Solved – Assumptions of linear models and what to do if the residuals are not normally distributed

assumptionslinear modelnormality-assumptionresiduals

I am a little bit confused on what the assumptions of linear regression are.

So far I checked whether:

  • all of the explanatory variables correlated linearly with the response variable. (This was the case)
  • there was any collinearity among the explanatory variables. (there was little collinearity).
  • the Cook's distances of the datapoints of my model are below 1 (this is the case, all distances are below 0.4, so no influence points).
  • the residuals are normally distributed. (this may not be the case)

But I then read the following:

violations of normality often arise either because (a) the
distributions of the dependent and/or independent variables are
themselves significantly non-normal, and/or (b) the linearity
assumption is violated.

Question 1
This makes it sound as if the independent and depend variables need to be normally distributed, but as far as I know this is not the case. My dependent variable as well as one of my independent variables are not normally distributed. Should they be?

Question 2
My QQnormal plot of the residuals look like this:

normality check of residuals

That slightly differs from a normal distribution and the shapiro.test also rejects the null hypothesis that the residuals are from a normal distribution:

> shapiro.test(residuals(lmresult))
W = 0.9171, p-value = 3.618e-06

The residuals vs fitted values look like:

residuals vs fitted

What can I do if my residuals are not normally distributed? Does it mean the linear model is entirely useless?

Best Answer

First off, I would get yourself a copy of this classic and approachable article and read it: Anscombe FJ. (1973) Graphs in statistical analysis The American Statistician. 27:17–21.

On to your questions:

Answer 1: Neither the dependent nor independent variable needs to be normally distributed. In fact they can have all kinds of loopy distributions. The normality assumption applies to the distribution of the errors ($Y_{i} - \widehat{Y}_{i}$).

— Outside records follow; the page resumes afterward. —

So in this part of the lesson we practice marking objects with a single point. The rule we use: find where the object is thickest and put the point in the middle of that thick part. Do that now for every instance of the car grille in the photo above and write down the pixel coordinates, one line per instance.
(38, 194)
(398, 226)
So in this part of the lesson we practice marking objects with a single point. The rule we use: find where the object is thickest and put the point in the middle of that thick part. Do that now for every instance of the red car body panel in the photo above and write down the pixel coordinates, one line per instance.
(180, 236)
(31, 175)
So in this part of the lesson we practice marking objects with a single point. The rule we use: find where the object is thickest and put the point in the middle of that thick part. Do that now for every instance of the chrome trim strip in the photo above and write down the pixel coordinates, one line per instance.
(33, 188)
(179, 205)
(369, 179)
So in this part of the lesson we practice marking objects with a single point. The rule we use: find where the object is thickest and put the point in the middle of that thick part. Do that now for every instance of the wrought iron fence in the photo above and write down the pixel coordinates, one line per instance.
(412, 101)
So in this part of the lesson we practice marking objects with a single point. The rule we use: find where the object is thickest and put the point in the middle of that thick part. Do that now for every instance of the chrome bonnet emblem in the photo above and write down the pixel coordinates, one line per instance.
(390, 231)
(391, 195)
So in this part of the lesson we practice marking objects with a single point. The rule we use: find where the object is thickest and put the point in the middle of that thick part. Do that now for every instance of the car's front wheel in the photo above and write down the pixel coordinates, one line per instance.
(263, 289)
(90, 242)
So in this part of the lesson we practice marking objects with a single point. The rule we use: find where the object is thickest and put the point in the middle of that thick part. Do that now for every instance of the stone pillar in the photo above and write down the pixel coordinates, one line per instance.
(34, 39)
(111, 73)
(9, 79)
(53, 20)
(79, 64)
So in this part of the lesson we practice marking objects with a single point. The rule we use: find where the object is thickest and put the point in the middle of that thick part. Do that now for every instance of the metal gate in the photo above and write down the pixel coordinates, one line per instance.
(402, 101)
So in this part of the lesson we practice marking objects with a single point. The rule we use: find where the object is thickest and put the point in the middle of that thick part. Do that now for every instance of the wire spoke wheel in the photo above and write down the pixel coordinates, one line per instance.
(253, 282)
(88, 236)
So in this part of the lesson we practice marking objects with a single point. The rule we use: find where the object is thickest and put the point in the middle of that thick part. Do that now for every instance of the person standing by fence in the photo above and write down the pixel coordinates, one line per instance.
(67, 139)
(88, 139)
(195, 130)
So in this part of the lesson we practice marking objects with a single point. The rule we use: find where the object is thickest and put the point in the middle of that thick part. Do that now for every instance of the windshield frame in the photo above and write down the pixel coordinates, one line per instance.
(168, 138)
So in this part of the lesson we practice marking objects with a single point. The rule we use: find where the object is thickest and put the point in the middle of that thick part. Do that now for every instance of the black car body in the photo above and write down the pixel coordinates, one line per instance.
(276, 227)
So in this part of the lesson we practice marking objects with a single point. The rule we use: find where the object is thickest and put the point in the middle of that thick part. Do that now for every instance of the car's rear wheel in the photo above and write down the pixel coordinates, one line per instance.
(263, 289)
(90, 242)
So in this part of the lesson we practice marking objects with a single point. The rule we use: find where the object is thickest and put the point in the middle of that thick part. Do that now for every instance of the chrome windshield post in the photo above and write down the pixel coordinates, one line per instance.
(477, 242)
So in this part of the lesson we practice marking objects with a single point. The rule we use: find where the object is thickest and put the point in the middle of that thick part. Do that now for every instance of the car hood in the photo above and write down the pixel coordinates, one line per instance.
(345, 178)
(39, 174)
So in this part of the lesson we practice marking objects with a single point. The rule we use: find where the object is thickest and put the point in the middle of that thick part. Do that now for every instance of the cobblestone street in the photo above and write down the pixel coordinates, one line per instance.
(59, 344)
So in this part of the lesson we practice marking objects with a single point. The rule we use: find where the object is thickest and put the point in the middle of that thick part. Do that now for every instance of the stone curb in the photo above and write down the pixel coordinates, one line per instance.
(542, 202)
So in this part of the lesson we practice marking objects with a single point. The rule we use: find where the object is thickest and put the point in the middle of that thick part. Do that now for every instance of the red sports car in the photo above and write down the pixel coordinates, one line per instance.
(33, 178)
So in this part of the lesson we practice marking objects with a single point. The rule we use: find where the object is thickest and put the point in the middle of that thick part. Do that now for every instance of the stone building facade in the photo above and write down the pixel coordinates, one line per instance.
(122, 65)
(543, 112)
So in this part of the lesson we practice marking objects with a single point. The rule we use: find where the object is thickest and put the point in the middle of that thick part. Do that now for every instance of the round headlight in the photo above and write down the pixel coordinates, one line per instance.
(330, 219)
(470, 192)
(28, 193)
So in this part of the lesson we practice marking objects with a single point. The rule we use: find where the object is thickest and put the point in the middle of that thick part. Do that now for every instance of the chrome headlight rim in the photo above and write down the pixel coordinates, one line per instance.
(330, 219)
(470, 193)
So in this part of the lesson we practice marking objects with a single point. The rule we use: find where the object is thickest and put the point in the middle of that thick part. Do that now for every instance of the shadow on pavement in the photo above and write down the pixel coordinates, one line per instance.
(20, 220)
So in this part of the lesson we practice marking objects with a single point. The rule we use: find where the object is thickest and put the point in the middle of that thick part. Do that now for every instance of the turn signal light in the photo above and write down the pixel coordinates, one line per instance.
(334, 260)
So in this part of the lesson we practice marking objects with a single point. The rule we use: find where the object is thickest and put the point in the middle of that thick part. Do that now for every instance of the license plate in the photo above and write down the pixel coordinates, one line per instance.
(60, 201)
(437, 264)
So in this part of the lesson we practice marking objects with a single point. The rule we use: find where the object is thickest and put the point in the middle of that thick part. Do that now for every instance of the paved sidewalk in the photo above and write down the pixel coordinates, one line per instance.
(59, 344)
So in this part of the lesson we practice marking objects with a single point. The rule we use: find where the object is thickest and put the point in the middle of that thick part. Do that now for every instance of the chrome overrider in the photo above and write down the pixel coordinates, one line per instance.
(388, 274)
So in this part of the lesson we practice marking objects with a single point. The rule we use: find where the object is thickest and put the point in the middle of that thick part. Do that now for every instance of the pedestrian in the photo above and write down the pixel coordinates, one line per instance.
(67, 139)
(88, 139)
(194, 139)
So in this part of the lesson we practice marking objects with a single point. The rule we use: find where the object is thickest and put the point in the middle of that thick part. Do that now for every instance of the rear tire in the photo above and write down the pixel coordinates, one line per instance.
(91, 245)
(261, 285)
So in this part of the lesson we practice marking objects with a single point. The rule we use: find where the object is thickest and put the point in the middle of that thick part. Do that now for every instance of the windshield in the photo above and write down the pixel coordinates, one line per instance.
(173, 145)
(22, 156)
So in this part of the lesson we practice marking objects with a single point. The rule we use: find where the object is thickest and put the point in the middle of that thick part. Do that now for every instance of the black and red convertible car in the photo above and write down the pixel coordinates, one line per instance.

Answer 2: You are actually asking about two separate assumptions of ordinary least squares (OLS) regression:

  1. One is the assumption of linearity. This means that the trend in $\overline{Y}$ across $X$ is expressed by a straight line (Right? Straight back to algebra: $y = a +bx$, where $a$ is the $y$-intercept, and $b$ is the slope of the line.) A violation of this assumption simply means that the relationship is not well described by a straight line (e.g., $\overline{Y}$ is a sinusoidal function of $X$, or a quadratic function, or even a straight line that changes slope at some point). My own preferred two-step approach to address non-linearity is to (1) perform some kind of non-parametric smoothing regression to suggest specific nonlinear functional relationships between $Y$ and $X$ (e.g., using LOWESS, or GAMs, etc.), and (2) to specify a functional relationship using either a multiple regression that includes nonlinearities in $X$, (e.g., $Y \sim X + X^{2}$), or a nonlinear least squares regression model that includes nonlinearities in parameters of $X$ (e.g., $Y \sim X + \max{(X-\theta,0)}$, where $\theta$ represents the point where the regression line of $\overline{Y}$ on $X$ changes slope).

  2. Another is the assumption of normally distributed residuals. Sometimes one can validly get away with non-normal residuals in an OLS context; see for example, Lumley T, Emerson S. (2002) The Importance of the Normality Assumption in Large Public Health Data Sets. Annual Review of Public Health. 23:151–69. Sometimes, one cannot (again, see the Anscombe article).

However, I would recommend thinking about the assumptions in OLS not so much as desired properties of your data, but rather as interesting points of departure for describing nature. After all, most of what we care about in the world is more interesting than $y$-intercept and slope. Creatively violating OLS assumptions (with the appropriate methods) allows us to ask and answer more interesting questions.